10. The rotor assembly of claim 9, wherein the first rotor baffle (30) is provided with a positioning through hole (32), the rotor core assembly (20) is provided with a threaded hole, and the retaining member (40) is provided with an external threaded section, so that the retaining member (40) passes through the positioning through hole (32) to be matched with the threaded hole.

11. The rotor assembly of claim 10, wherein the positioning through holes (32) are plural, a plurality of the positioning through holes (32) are arranged on the first rotor baffle (30) at intervals, the threaded holes are plural, a plurality of the threaded holes are arranged in one-to-one correspondence with the positioning through holes (32), and each threaded hole is arranged at a corresponding position of each positioning through hole (32).

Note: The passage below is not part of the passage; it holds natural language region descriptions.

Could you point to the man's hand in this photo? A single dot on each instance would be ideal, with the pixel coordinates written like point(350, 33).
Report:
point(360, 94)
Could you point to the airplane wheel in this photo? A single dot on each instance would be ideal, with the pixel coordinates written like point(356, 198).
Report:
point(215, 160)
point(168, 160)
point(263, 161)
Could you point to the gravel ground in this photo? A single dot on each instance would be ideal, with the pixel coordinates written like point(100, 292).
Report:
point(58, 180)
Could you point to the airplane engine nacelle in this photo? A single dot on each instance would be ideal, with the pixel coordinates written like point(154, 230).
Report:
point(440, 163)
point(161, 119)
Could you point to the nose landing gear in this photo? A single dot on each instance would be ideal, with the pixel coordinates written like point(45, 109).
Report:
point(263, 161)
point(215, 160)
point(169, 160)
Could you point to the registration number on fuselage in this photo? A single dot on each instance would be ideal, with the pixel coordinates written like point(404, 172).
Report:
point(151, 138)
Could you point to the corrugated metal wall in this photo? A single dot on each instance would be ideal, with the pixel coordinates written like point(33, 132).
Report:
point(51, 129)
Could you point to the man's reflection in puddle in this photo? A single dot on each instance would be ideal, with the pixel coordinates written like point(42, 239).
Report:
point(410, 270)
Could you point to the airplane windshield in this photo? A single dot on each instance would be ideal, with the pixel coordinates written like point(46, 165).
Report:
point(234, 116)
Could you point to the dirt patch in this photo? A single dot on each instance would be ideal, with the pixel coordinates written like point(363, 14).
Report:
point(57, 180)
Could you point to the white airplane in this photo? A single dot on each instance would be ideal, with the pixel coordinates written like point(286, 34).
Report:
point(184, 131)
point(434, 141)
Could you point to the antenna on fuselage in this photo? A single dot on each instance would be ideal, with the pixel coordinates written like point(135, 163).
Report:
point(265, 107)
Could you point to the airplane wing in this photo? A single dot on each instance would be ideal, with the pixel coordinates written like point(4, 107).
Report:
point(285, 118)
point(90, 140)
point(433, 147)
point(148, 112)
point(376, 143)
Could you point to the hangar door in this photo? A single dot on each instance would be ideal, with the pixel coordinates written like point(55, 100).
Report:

12. the rotor assembly of any one of claims 1 to 8, further comprising:

Second rotor baffle (50), the cover is established on rotor shaft (10), second rotor baffle (50) set up location boss (12) with between rotor core subassembly (20), in order to pass through second rotor baffle (50) are right the first end of rotor core subassembly (20) carries out the butt location.

13. an electric machine comprising a rotor assembly according to any one of claims 1 to 12.

14. A vehicle characterized in that it comprises an electric machine as claimed in claim 13.